PROJECT CASE STUDY // 2025

Distributed LLM Systems Lab

82% Draft Alignment

O(1) Attention Complexity

Status: Under Active Development

This project is a comprehensive research and engineering lab exploring distributed LLM architectures. The codebase adheres to strict production engineering standards while pushing the boundaries of what’s possible with distributed model execution.

Engineering Philosophy

“We are not writing scripts. We are engineering systems.”

The codebase enforces:

Strict Typing: Strict configuration management using Hydra Structured Configs and comprehensive Python type hinting.
Config-Driven: All configuration managed through Hydra (.yaml files), zero hardcoded values
Observability: Comprehensive metrics and logging via Weights & Biases
High-Performance Networking: Raw TCP sockets with binary protocol (struct packing) for minimal latency

The Four Pillars

1. Federated Learning (“The Privacy Vault”)

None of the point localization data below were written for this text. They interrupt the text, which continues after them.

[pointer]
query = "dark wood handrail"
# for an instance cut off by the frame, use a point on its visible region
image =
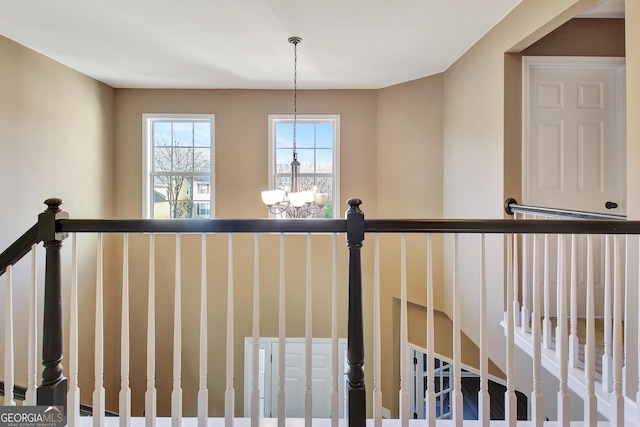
(19, 248)
(201, 226)
(54, 225)
(511, 207)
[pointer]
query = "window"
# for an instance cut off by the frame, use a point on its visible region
(178, 166)
(317, 144)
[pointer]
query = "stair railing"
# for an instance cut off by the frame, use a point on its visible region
(53, 226)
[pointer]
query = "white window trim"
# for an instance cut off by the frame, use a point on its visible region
(336, 149)
(146, 156)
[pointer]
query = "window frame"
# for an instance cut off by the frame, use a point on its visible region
(302, 118)
(147, 161)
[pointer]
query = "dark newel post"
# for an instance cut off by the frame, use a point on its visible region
(356, 396)
(53, 390)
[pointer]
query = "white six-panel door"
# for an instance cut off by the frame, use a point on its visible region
(573, 133)
(295, 376)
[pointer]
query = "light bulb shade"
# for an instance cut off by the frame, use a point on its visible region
(321, 199)
(297, 200)
(271, 197)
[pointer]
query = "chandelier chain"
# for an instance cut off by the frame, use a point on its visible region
(295, 95)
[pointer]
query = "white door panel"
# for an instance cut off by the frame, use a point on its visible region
(295, 379)
(574, 147)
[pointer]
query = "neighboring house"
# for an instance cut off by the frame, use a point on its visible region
(439, 146)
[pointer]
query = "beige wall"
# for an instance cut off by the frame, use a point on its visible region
(452, 127)
(241, 145)
(474, 154)
(632, 53)
(577, 37)
(56, 139)
(241, 173)
(409, 177)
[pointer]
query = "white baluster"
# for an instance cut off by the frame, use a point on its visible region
(562, 350)
(430, 393)
(229, 394)
(73, 395)
(484, 403)
(31, 395)
(99, 392)
(8, 340)
(516, 281)
(525, 313)
(404, 341)
(255, 348)
(125, 390)
(377, 351)
(638, 355)
(203, 391)
(547, 335)
(282, 342)
(458, 406)
(308, 342)
(617, 399)
(510, 394)
(335, 367)
(537, 400)
(607, 356)
(176, 392)
(559, 283)
(574, 344)
(150, 397)
(590, 401)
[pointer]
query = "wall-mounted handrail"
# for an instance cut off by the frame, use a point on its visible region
(511, 207)
(501, 226)
(19, 248)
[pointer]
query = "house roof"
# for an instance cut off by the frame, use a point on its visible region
(243, 44)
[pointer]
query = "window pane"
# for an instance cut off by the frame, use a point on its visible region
(305, 157)
(202, 134)
(183, 210)
(324, 135)
(161, 210)
(325, 185)
(183, 133)
(201, 159)
(201, 210)
(162, 159)
(161, 133)
(283, 161)
(183, 160)
(179, 147)
(305, 135)
(324, 161)
(284, 134)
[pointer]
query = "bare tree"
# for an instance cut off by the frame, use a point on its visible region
(179, 161)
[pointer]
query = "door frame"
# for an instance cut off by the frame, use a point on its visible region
(615, 64)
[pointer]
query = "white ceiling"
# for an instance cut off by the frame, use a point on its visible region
(243, 43)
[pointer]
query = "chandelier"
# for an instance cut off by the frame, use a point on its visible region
(295, 203)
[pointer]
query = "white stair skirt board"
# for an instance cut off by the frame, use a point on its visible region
(576, 377)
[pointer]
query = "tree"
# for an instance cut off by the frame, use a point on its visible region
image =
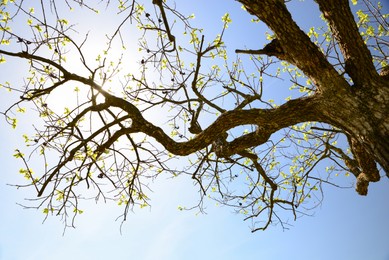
(255, 155)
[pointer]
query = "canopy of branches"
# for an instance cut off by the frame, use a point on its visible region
(126, 91)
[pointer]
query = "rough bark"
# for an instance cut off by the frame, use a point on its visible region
(361, 108)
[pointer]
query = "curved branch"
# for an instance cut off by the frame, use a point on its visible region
(357, 57)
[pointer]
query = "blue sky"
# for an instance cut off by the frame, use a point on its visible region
(346, 226)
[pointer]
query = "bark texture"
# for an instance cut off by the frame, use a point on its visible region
(360, 109)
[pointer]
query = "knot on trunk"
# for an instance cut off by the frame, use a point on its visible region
(362, 184)
(220, 146)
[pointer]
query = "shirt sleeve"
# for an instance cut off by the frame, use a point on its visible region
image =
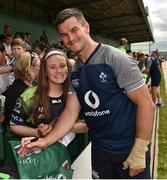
(19, 116)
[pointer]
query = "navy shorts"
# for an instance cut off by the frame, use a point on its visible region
(107, 165)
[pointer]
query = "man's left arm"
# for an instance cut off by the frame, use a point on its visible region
(144, 121)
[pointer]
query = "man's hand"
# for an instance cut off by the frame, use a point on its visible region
(43, 129)
(27, 145)
(136, 160)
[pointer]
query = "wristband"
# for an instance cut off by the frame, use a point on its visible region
(136, 158)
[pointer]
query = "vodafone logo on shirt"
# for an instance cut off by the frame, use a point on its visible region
(92, 100)
(91, 95)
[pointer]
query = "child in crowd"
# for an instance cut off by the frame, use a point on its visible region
(3, 77)
(18, 47)
(38, 107)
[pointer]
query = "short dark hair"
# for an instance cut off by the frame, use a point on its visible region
(68, 13)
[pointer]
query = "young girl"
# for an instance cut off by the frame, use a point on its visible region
(37, 109)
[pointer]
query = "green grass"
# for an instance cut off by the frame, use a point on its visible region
(162, 154)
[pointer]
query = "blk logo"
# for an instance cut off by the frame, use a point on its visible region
(103, 77)
(92, 99)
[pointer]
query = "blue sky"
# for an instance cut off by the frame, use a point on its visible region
(158, 16)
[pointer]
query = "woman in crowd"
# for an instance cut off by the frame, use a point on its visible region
(26, 71)
(37, 107)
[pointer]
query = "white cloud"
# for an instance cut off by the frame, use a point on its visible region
(158, 16)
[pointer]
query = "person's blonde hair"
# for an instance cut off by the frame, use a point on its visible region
(19, 42)
(41, 94)
(23, 66)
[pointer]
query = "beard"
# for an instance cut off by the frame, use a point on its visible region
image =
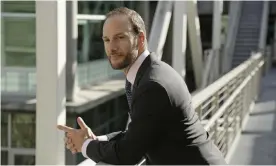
(125, 61)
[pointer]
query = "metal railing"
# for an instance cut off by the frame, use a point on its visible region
(223, 105)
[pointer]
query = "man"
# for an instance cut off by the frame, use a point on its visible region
(164, 127)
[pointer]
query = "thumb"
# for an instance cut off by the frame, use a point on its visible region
(81, 123)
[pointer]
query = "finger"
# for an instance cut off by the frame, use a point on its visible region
(65, 128)
(74, 151)
(81, 123)
(70, 146)
(67, 140)
(69, 135)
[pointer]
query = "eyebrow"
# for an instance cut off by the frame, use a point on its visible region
(120, 33)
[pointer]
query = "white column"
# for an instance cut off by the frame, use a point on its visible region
(179, 37)
(160, 27)
(217, 11)
(195, 40)
(3, 54)
(274, 52)
(216, 43)
(72, 37)
(51, 93)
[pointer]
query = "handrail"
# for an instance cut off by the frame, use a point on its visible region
(226, 122)
(233, 24)
(223, 81)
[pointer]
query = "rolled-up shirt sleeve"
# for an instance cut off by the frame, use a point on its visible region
(84, 147)
(86, 142)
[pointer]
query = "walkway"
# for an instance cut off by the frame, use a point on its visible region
(257, 144)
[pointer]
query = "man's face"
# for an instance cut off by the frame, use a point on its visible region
(121, 45)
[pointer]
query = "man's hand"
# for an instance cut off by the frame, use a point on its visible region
(76, 137)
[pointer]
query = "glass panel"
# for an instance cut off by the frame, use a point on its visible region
(24, 160)
(18, 6)
(4, 157)
(23, 130)
(4, 129)
(20, 59)
(23, 38)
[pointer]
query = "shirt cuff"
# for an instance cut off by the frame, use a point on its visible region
(102, 138)
(84, 147)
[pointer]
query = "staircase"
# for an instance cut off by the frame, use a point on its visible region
(249, 31)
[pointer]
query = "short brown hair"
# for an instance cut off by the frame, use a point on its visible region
(135, 19)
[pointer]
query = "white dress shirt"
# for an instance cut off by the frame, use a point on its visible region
(131, 75)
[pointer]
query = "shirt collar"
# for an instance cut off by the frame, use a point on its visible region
(131, 75)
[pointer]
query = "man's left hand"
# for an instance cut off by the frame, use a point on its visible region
(78, 136)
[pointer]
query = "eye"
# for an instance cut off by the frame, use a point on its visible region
(106, 40)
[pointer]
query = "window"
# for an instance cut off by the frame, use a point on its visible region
(18, 6)
(24, 159)
(4, 129)
(4, 157)
(18, 44)
(23, 130)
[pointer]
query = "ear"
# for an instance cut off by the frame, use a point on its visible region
(141, 39)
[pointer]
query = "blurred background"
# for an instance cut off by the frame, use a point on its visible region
(216, 37)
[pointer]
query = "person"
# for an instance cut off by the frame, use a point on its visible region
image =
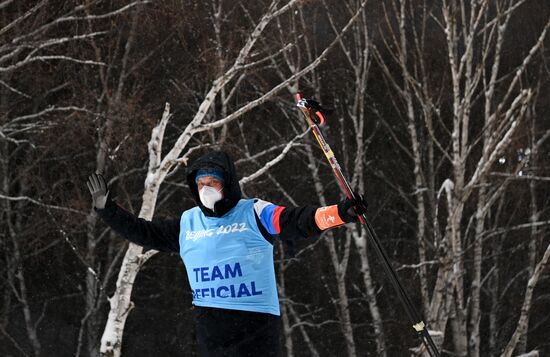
(226, 244)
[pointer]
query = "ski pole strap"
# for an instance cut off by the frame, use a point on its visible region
(414, 317)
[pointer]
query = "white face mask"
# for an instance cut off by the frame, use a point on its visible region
(209, 196)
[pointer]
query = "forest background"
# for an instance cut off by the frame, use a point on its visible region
(438, 116)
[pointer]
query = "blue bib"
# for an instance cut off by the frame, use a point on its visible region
(229, 263)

Philosophy: “Data gravity is real. Move the compute to the data.”

Implements Federated Averaging (FedAvg) where a central coordinator aggregates LoRA adapter updates from edge nodes without ever seeing raw training data. Uses PEFT (Parameter-Efficient Fine-Tuning) to transmit only rank matrices (~10MB) instead of full 7B weights (14GB). Custom weighted aggregation strategy that weights by dataset size, not just averaging.

Key Components:

LoRAClient with 4-bit quantization and LoRA adapters
WeightedFedAvg - custom aggregation weighted by dataset size
Automatic device detection (Apple Silicon MPS or CUDA)

2. Speculative Decoding (“The Speed Demon”)

Philosophy: “Latency is the sum of compute time + transmission time. Minimize both.”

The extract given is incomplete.